Wien und Zürich sind da weiter – und die Verwaltungsreform in Berlin muss genau deshalb jetzt zu einem Erfolg geführt werden. Die Berliner Politik hat hier erstmals die Zivilgesellschaft in einen Workshop-Prozess eingebunden. Dieser Ansatz sorgt nicht nur für eine breitere Akzeptanz der Ergebnisse, sondern auch dafür, dass diese überhaupt umgesetzt und nicht zerredet werden.
Demokratie ist nicht, über Menschen zu entscheiden. Demokratie ist, mit ihnen zu entscheiden.

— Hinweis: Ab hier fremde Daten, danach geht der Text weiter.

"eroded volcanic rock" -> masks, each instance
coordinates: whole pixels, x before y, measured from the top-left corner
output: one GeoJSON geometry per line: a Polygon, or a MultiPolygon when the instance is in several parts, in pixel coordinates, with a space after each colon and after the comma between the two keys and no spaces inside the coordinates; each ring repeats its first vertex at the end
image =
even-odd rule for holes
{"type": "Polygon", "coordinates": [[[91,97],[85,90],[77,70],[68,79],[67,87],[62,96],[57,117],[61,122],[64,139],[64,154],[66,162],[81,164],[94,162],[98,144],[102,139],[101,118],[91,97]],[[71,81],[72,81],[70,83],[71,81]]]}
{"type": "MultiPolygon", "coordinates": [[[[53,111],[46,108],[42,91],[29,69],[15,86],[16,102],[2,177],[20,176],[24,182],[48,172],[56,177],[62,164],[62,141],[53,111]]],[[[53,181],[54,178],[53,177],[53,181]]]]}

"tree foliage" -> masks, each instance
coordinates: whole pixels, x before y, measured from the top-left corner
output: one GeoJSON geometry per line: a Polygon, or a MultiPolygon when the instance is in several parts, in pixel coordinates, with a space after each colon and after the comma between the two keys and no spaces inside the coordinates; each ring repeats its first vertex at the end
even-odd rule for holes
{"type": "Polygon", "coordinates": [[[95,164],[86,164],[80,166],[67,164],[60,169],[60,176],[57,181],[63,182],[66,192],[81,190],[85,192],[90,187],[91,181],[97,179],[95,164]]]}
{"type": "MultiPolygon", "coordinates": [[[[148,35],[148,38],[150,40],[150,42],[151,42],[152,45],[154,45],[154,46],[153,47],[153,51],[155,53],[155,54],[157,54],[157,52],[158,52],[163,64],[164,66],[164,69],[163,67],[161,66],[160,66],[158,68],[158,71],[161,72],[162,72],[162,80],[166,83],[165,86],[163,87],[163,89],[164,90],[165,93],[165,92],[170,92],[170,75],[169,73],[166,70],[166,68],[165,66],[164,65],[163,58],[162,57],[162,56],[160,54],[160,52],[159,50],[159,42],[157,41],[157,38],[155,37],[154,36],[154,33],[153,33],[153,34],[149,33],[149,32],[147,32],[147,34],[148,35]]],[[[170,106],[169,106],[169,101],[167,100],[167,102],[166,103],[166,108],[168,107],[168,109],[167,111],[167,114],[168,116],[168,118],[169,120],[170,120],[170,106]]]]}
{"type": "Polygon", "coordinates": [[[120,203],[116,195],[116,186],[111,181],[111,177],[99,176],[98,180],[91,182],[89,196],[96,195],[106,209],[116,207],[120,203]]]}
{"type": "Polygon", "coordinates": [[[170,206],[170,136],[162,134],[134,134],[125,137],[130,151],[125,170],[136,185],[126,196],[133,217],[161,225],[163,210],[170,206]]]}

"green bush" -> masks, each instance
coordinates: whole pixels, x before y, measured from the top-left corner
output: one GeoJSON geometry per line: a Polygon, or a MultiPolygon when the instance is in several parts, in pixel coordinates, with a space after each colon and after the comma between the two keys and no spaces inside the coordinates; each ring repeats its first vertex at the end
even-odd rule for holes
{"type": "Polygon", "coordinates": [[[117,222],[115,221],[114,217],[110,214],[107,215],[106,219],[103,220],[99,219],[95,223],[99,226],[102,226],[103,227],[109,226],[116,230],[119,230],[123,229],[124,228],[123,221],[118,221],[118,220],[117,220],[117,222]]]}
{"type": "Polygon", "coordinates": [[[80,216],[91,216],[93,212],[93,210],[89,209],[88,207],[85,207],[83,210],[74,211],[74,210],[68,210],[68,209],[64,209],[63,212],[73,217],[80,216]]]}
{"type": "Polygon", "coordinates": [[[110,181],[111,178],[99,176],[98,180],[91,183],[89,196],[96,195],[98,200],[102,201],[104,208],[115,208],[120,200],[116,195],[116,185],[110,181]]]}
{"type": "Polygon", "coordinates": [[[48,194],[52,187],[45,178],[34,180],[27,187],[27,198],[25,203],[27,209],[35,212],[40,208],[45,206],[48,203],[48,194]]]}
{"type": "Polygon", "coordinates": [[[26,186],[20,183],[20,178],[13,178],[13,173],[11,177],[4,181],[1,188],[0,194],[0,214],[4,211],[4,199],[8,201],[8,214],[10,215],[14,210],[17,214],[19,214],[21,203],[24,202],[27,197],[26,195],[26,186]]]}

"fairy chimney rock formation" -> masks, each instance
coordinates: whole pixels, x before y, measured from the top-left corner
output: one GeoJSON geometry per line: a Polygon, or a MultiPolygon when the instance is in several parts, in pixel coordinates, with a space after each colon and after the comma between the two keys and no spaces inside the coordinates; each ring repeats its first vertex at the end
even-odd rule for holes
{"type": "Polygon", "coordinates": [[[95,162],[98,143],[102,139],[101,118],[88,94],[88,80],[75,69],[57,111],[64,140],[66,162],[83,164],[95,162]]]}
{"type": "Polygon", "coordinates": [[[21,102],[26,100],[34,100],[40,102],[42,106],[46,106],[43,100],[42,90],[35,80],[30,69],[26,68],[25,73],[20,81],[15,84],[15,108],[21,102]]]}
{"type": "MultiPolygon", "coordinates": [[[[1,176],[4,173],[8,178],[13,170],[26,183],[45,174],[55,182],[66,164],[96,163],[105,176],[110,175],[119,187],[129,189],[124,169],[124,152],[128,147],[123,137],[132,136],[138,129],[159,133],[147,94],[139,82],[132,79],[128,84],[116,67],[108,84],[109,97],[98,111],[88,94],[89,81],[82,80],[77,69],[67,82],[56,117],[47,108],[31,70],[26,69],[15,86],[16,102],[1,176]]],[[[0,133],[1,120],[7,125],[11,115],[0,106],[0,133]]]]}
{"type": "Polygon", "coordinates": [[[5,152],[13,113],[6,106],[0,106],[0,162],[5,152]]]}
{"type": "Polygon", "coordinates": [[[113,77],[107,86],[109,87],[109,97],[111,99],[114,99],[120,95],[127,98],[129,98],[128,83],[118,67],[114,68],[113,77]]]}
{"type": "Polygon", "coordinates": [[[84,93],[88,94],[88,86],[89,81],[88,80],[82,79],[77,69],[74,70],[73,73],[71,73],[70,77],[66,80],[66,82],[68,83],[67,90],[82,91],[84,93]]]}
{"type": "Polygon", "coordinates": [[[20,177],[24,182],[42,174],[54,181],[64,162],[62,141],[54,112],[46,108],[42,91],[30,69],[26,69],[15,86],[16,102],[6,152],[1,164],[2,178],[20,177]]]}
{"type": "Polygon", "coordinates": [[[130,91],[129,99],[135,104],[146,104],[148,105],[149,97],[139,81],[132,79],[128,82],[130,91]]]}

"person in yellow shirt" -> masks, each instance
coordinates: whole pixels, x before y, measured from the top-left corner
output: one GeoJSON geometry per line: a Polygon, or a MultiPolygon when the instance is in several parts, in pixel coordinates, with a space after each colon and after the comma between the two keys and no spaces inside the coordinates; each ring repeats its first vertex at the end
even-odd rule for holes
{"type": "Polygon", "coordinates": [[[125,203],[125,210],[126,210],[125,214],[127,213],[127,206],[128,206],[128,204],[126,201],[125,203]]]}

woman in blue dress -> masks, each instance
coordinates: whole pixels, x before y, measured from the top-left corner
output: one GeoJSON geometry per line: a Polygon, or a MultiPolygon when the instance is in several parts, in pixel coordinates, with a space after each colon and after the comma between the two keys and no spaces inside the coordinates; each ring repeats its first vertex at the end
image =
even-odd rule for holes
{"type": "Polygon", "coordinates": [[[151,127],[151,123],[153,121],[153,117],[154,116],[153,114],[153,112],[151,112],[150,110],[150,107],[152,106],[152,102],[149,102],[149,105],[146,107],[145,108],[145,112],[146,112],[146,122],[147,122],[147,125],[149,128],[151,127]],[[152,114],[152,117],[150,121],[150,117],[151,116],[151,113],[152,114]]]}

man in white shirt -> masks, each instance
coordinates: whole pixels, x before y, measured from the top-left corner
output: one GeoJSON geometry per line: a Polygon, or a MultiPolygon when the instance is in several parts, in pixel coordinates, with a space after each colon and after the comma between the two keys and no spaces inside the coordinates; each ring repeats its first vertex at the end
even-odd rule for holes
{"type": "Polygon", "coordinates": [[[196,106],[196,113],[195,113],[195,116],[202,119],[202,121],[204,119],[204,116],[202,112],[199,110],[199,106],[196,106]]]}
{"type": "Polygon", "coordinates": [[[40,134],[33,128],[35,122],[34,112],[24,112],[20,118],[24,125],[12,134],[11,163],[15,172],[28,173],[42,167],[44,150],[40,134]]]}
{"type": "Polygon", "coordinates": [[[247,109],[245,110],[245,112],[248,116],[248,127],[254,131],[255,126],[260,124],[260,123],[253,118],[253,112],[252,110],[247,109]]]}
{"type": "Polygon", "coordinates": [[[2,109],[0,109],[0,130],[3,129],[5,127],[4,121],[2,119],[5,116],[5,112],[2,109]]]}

Beate Stoffers, Vorstandssprecherin der Stiftung Zukunft Berlin
Berlin 2030 muss eine Stadt der Möglichkeiten sein, keine Stadt der Verhinderer. Eine Stadt, die nicht nur über sich selbst spricht, sondern nach außen blickt und neue Perspektiven einbezieht, dabei aber auch sensibel bleibt für die soziale Realität und den Ausgleich von sozialen Benachteiligungen.
Nur durch eine enge Zusammenarbeit und eine Kultur der Offenheit kann Berlin seine inneren Blockaden überwinden und zu einer lebendigen, zukunftsfähigen Metropole werden. Dabei auch: Lebensfreude zurückgewinnen. Lust auf Begegnung mit der Welt, zum Beispiel auch im Rahmen internationaler Großveranstaltungen – statt sie kleinmütig, aber mit provinzieller Radikalität abzulehnen.
Berlin hat das Potenzial, seine alte Strahlkraft zu erhalten – nicht nur in Deutschland, sondern weltweit. Berlin muss dazu aber auch sichtbarer gegensteuern, wenn das Auseinanderfallen der Lebenswelten, wenn wachsende Armut neben wachsendem Reichtum die Gesellschaft auseinanderreißt.
Die Zukunft Berlins liegt im Verteidigen der Offenheit der Stadt, in Mut und Neugierde nach außen und in der Bereitschaft zu Dialog und Zusammenarbeit. In der Stadtgesellschaft gibt es dafür viel Potenzial und Bereitschaft, egal ob bei neu Hinzugekommenen oder bei Menschen, die schon lange Berlinerinnen oder Berliner sind.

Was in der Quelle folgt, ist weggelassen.